= Linus Gitahi =

Linus Wang'ombe Gìtahi (born 1964) is a Kenyan businessman and executive. He served as the managing director of GlaxoSmithKline Consumer Nigeria Plc, and the Group Chief Executive Officer of Nation Media Group (November 2006 – July 2015). He currently serves as the Chairman of the Boards of Home Afrika, Diamond Trust Bank Group, AIB Capital Ltd, Oxygene Communications Limited, and Tropikal Brands (Afrika) Limited. He is a member of the boards of Simba Corp, Brand Kenya Board, Property Development & Management Ltd, International Press Institute, African Media Initiative, and Allianz Insurance Co. of Kenya Ltd.
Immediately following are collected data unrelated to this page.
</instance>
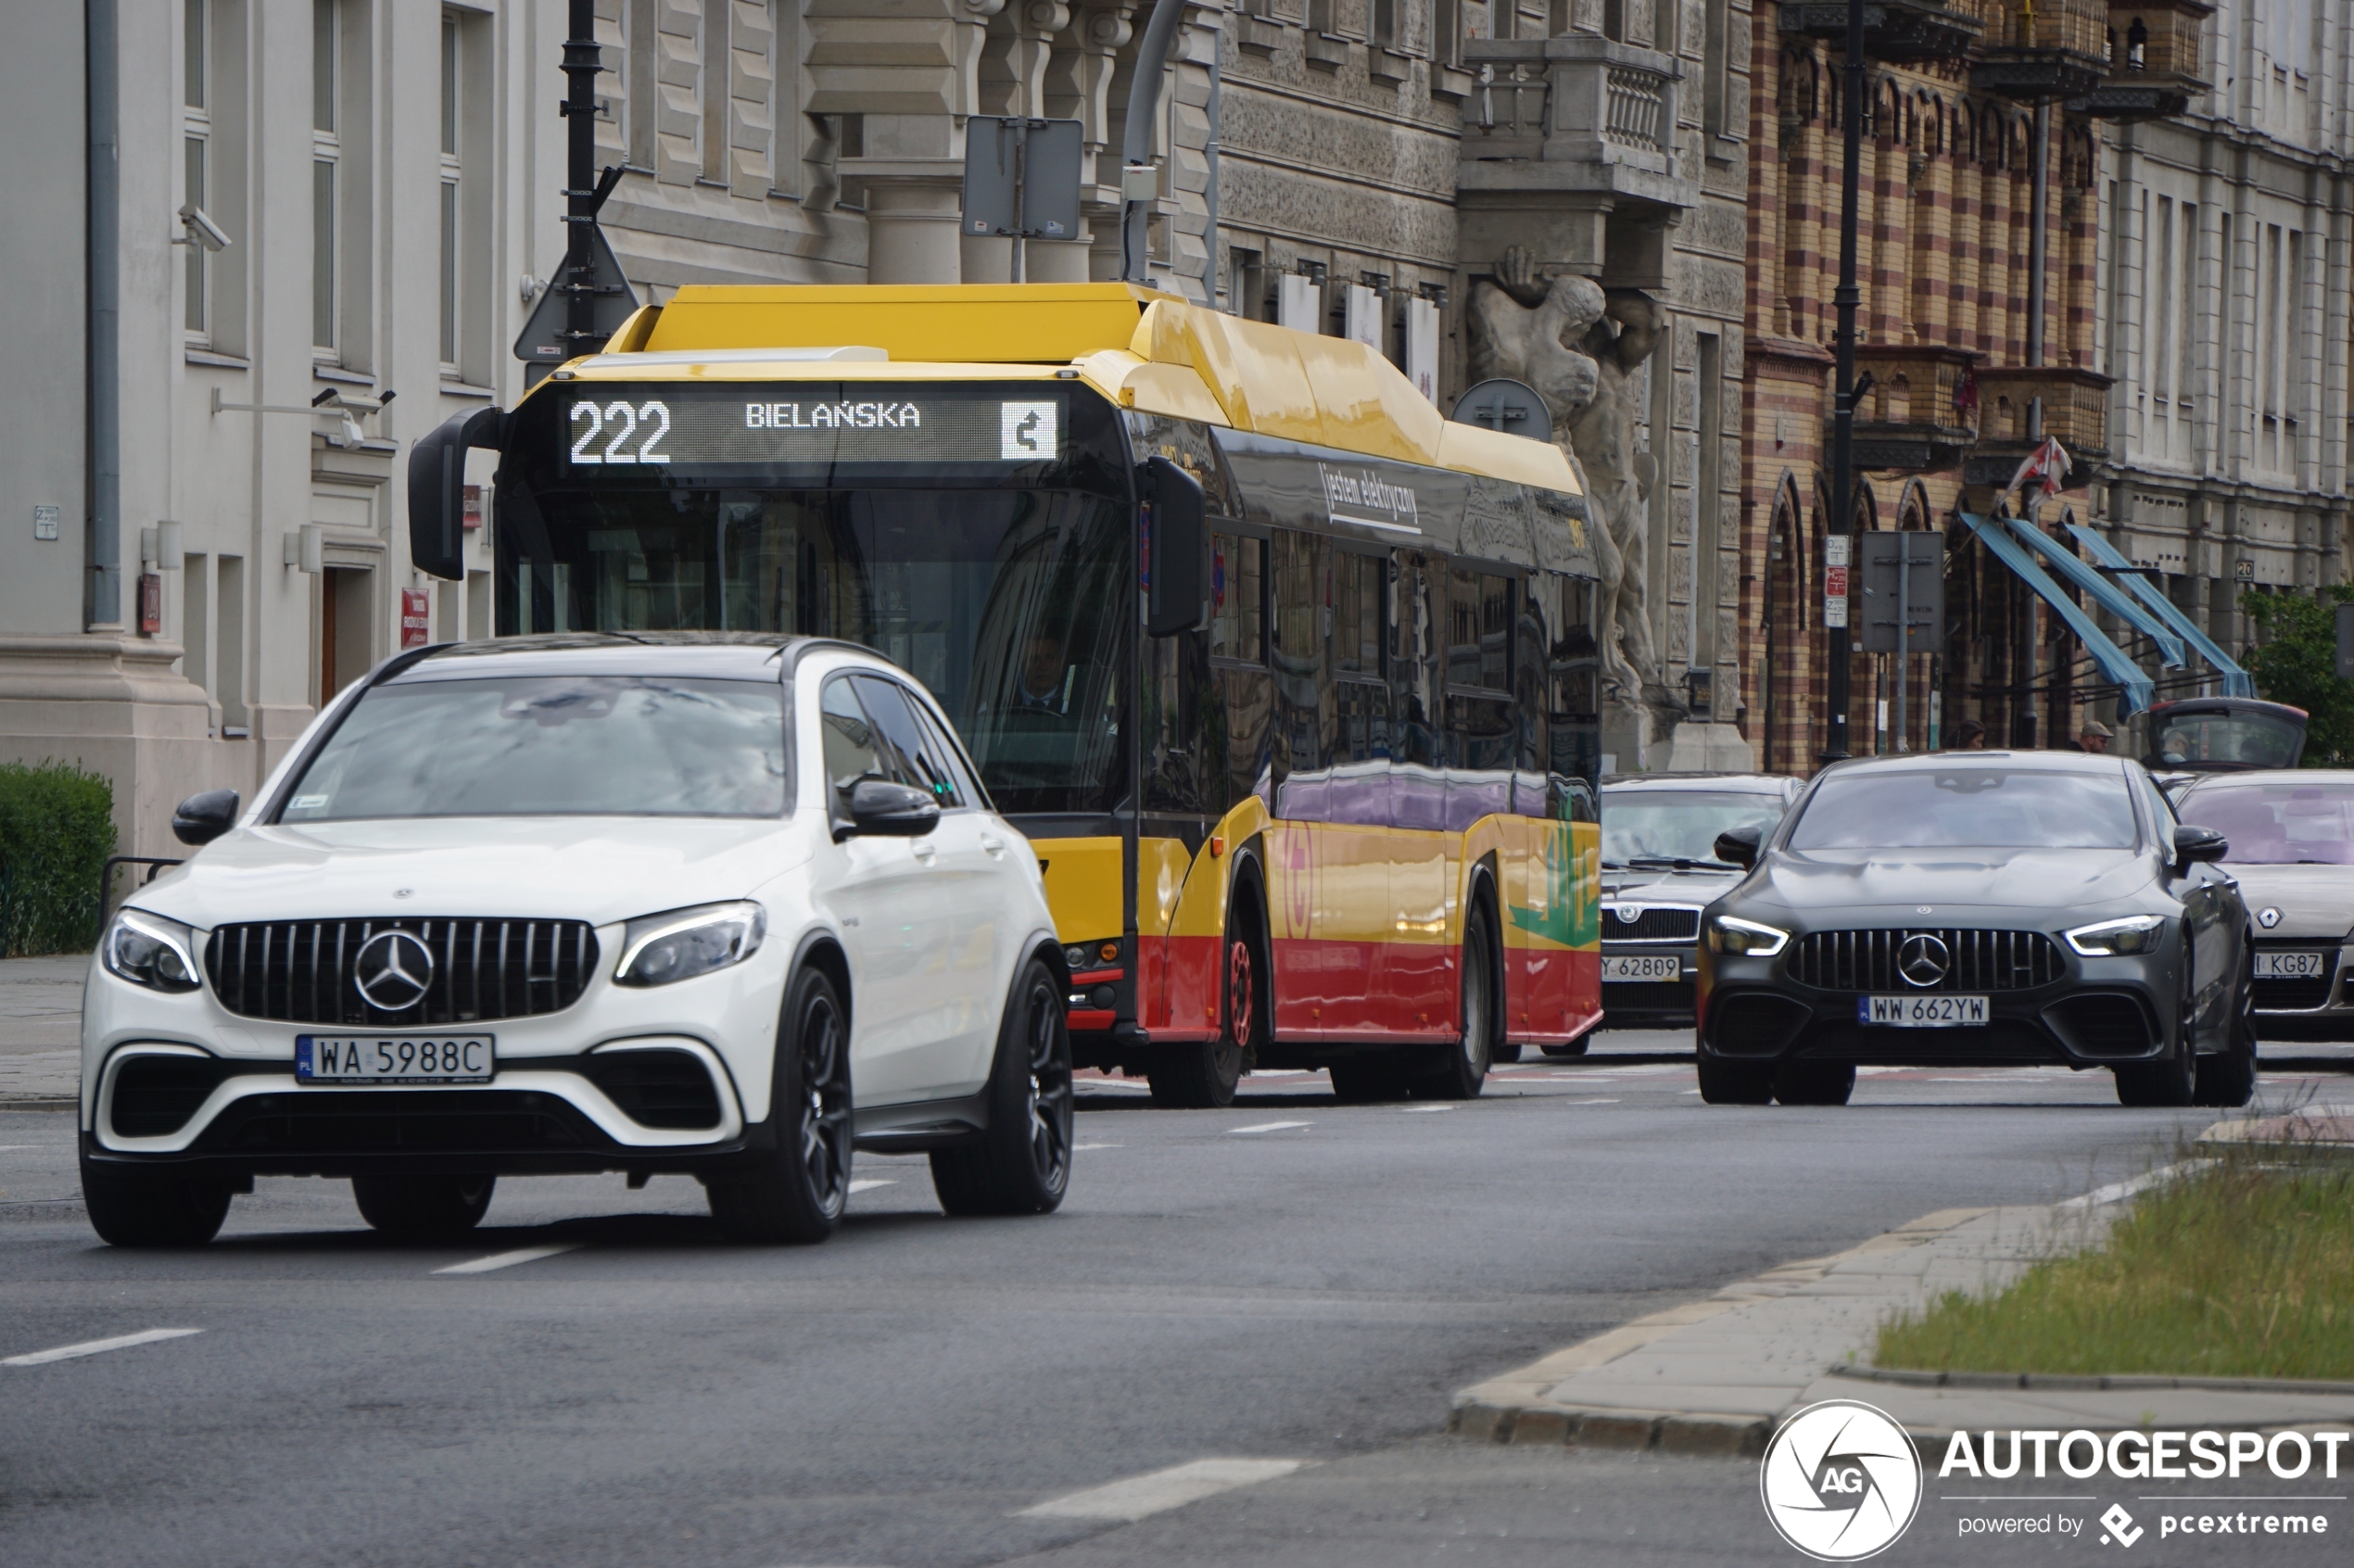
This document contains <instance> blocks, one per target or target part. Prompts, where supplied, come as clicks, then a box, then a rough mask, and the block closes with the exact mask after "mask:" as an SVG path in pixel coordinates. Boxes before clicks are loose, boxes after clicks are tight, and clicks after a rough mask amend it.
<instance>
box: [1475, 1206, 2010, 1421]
mask: <svg viewBox="0 0 2354 1568" xmlns="http://www.w3.org/2000/svg"><path fill="white" fill-rule="evenodd" d="M1987 1212H1991V1210H1987V1208H1940V1210H1937V1212H1933V1215H1921V1217H1919V1220H1909V1222H1904V1224H1900V1227H1897V1229H1893V1231H1883V1234H1878V1236H1874V1238H1871V1241H1864V1243H1857V1245H1853V1248H1848V1250H1846V1253H1831V1255H1829V1257H1806V1260H1798V1262H1787V1264H1780V1267H1775V1269H1768V1271H1766V1274H1758V1276H1754V1278H1744V1281H1737V1283H1733V1285H1725V1288H1723V1290H1718V1293H1716V1295H1709V1297H1702V1300H1697V1302H1685V1304H1681V1307H1669V1309H1667V1311H1655V1314H1650V1316H1641V1318H1634V1321H1631V1323H1624V1326H1620V1328H1612V1330H1608V1333H1601V1335H1594V1337H1591V1340H1584V1342H1580V1344H1572V1347H1568V1349H1561V1351H1554V1354H1551V1356H1544V1358H1542V1361H1532V1363H1528V1366H1523V1368H1516V1370H1511V1373H1504V1375H1502V1377H1490V1380H1488V1382H1476V1384H1471V1387H1469V1389H1462V1391H1457V1394H1455V1398H1452V1401H1450V1408H1448V1431H1452V1434H1455V1436H1467V1439H1474V1441H1490V1443H1511V1446H1516V1448H1518V1446H1542V1448H1561V1446H1568V1448H1620V1450H1636V1453H1645V1450H1657V1453H1674V1455H1695V1457H1749V1460H1756V1457H1763V1455H1766V1439H1768V1436H1773V1427H1775V1422H1773V1420H1763V1417H1756V1415H1721V1413H1709V1410H1617V1408H1610V1410H1598V1408H1584V1406H1568V1403H1558V1401H1554V1398H1547V1394H1549V1391H1551V1389H1554V1387H1558V1384H1561V1382H1563V1380H1568V1377H1572V1375H1577V1373H1584V1370H1591V1368H1598V1366H1608V1363H1610V1361H1617V1358H1620V1356H1627V1354H1631V1351H1638V1349H1643V1347H1645V1344H1650V1342H1653V1340H1660V1337H1664V1335H1671V1333H1676V1330H1678V1328H1690V1326H1693V1323H1707V1321H1709V1318H1714V1316H1716V1314H1721V1311H1730V1309H1735V1307H1747V1304H1751V1302H1763V1300H1773V1297H1780V1295H1791V1293H1794V1290H1798V1288H1801V1285H1813V1283H1815V1281H1820V1278H1822V1276H1824V1274H1829V1271H1831V1269H1834V1267H1836V1264H1841V1262H1843V1260H1848V1257H1862V1255H1869V1253H1902V1250H1907V1248H1916V1245H1923V1243H1928V1241H1935V1238H1937V1236H1942V1234H1947V1231H1951V1229H1954V1227H1959V1224H1968V1222H1970V1220H1977V1217H1980V1215H1987Z"/></svg>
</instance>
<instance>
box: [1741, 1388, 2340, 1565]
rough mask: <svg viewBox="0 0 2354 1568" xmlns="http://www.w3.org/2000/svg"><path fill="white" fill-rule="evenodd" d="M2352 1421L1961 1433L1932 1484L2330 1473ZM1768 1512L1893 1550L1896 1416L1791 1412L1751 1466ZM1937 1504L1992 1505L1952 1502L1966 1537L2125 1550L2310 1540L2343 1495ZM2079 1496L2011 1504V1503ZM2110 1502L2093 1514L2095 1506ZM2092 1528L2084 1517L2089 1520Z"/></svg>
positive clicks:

He is the founder of Baraka Foundation.

== Career ==
After graduating from the University of Nairobi, Linus Gìtahi joined Pricewaterhouse Coopers for 8 months, before joining an advertising firm and then GlaxoSmithKline in 1989, where he spent 17 years. In that time, he rose from product manager to CEO-West Africa. Linus Gìtahi succeeded Wilfred Kiboro as CEO of Nation Media Group in November 2006, and opted for early retirement in 2015. He was succeeded by former East African Breweries Managing Director Joe Muganda.